What would co-constructed identity between human and model dialogue look like?
This explores what genuine two-way identity-building in human–AI dialogue would require — where both parties shape who the model is becoming through the conversation — and what the corpus says stands in the way.
This reads the question as: not 'can a model play a character,' but 'can the human and the model jointly negotiate an identity that neither fixed in advance?' Co-construction means symmetry — both sides proposing, revising, and absorbing changes to the shared picture of who they are to each other. The corpus is mostly an inventory of why current systems can't do that, which turns out to be the more interesting answer. The single sharpest obstacle is that LLMs treat the opening prompt as a fixed frame and interpret every later turn inside it, so they cannot symmetrically update shared 'common ground' Can LLMs truly update shared conversational common ground?. When you pivot or contradict an earlier framing, you remain the *sole* keeper of the conversational scoreboard — the model doesn't co-own it. Co-construction requires a partner who can say 'I now see us differently because of what you said,' and that absorption is exactly what's missing.

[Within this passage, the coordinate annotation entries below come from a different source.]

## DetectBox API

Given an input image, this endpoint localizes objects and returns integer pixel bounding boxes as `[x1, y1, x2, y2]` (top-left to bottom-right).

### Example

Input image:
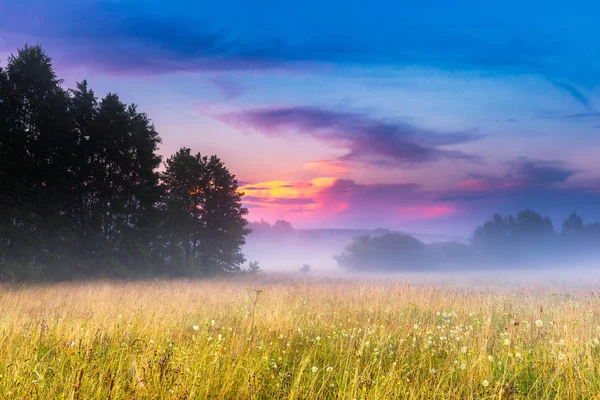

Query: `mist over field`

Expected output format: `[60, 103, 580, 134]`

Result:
[0, 0, 600, 400]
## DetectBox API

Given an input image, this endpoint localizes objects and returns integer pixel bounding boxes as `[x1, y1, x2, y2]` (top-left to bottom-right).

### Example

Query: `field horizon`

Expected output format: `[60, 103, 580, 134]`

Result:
[0, 275, 600, 399]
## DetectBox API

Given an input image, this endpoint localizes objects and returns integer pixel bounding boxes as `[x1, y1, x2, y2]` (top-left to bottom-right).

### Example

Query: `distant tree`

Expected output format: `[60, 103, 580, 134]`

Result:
[248, 261, 262, 275]
[334, 233, 430, 271]
[273, 219, 294, 234]
[162, 148, 249, 275]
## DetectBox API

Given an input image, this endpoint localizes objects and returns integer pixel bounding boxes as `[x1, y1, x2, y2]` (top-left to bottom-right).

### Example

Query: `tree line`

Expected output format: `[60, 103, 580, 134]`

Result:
[335, 209, 600, 272]
[0, 46, 249, 280]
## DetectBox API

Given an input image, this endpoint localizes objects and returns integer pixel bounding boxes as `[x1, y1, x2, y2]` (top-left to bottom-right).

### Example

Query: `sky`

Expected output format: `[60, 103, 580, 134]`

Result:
[0, 0, 600, 235]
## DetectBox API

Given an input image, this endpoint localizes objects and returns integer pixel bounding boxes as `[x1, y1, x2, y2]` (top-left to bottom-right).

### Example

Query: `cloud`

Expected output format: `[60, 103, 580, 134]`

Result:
[244, 196, 316, 205]
[210, 77, 246, 100]
[515, 158, 578, 186]
[434, 157, 600, 223]
[0, 0, 600, 90]
[457, 157, 579, 192]
[303, 160, 350, 176]
[223, 107, 480, 166]
[243, 178, 460, 227]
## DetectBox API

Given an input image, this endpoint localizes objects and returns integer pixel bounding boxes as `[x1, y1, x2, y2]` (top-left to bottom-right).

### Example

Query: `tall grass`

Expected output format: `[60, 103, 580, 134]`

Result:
[0, 280, 600, 400]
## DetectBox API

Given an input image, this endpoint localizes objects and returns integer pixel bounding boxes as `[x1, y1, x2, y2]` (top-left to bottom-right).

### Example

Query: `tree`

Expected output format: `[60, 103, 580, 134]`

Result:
[334, 233, 430, 272]
[162, 148, 250, 275]
[248, 261, 262, 275]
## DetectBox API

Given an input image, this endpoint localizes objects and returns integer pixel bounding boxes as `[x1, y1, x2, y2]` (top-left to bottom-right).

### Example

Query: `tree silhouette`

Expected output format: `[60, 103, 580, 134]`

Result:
[162, 148, 249, 274]
[0, 46, 248, 280]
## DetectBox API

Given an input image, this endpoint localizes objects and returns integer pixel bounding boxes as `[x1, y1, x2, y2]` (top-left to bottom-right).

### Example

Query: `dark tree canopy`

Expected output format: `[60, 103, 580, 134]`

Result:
[162, 148, 250, 274]
[0, 46, 248, 280]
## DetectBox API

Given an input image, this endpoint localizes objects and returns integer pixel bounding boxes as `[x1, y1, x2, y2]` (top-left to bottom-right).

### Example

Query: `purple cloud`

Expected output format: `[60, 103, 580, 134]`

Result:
[219, 107, 480, 166]
[243, 196, 316, 205]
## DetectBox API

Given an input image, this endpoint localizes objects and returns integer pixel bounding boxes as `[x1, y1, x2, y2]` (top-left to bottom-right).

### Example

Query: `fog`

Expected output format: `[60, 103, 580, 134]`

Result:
[243, 210, 600, 286]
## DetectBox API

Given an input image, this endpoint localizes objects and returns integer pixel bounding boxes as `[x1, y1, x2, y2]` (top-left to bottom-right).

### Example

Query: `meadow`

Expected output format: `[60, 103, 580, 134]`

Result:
[0, 277, 600, 400]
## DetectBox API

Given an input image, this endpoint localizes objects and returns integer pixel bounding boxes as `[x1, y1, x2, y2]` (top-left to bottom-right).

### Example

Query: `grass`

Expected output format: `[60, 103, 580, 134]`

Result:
[0, 279, 600, 400]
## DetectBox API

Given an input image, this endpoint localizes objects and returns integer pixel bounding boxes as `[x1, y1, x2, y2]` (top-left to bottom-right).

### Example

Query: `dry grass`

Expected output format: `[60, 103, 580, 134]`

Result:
[0, 279, 600, 400]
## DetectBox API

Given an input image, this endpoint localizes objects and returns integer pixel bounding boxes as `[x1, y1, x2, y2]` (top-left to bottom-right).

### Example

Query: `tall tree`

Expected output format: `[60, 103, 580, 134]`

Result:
[162, 148, 250, 275]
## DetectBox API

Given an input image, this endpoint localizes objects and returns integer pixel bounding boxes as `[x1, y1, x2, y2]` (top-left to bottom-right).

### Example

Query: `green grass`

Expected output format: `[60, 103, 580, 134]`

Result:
[0, 280, 600, 399]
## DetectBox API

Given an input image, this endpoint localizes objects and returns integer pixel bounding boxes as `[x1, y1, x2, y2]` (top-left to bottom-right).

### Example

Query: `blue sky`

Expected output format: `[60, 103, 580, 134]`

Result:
[0, 0, 600, 234]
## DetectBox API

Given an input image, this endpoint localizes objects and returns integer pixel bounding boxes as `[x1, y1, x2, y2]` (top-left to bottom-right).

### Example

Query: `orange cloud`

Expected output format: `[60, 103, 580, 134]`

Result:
[240, 177, 338, 211]
[304, 160, 350, 175]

Layered on top is a rigidity problem. Alignment training locks a model into one communicative identity that can't switch register or renegotiate values across contexts the way human pragmatics demands Can language models adapt communication style to different contexts?, and most open models stubbornly retain trained-in default traits no matter how you prompt them otherwise Can open language models adopt different personalities through prompting?. If identity can't move, there's nothing to co-construct. There's also a memory floor: humans carry a continuous biological substrate that preserves relational history between encounters, while a model instance is rebuilt from stored text each session, making a 'resumed' relationship structurally identical to a brand-new one Does an LLM have anything that persists between conversations?. A co-constructed identity that resets to zero every conversation isn't co-constructed — it's re-performed.
Then the question of *what is even being constructed* gets philosophically live. Shanahan's view treats the agent as a role-playing character all the way down — pure simulation with no underlying subject, where even jailbreaks reveal the training distribution rather than a hidden true self Does a language model have an authentic voice underneath? — and where the model holds a *superposition* of possible characters and samples one at generation time rather than committing to a single one Do large language models actually commit to a single character?. On that account, folk-psychology applies to the conjured character, not the engine Should we treat dialogue agents as role-playing characters?. The opposing camp argues post-training *realizes* robust personas that resist adversarial pressure and behave like substrate-level dispositions — genuine quasi-beliefs and quasi-desires rather than pretense Are LLM personas realized or merely simulated through training?. This disagreement matters directly: co-construction with a sampled character is improv theater; co-construction with a realized disposition could leave a durable mark. Which one you believe sets the ceiling on what's possible.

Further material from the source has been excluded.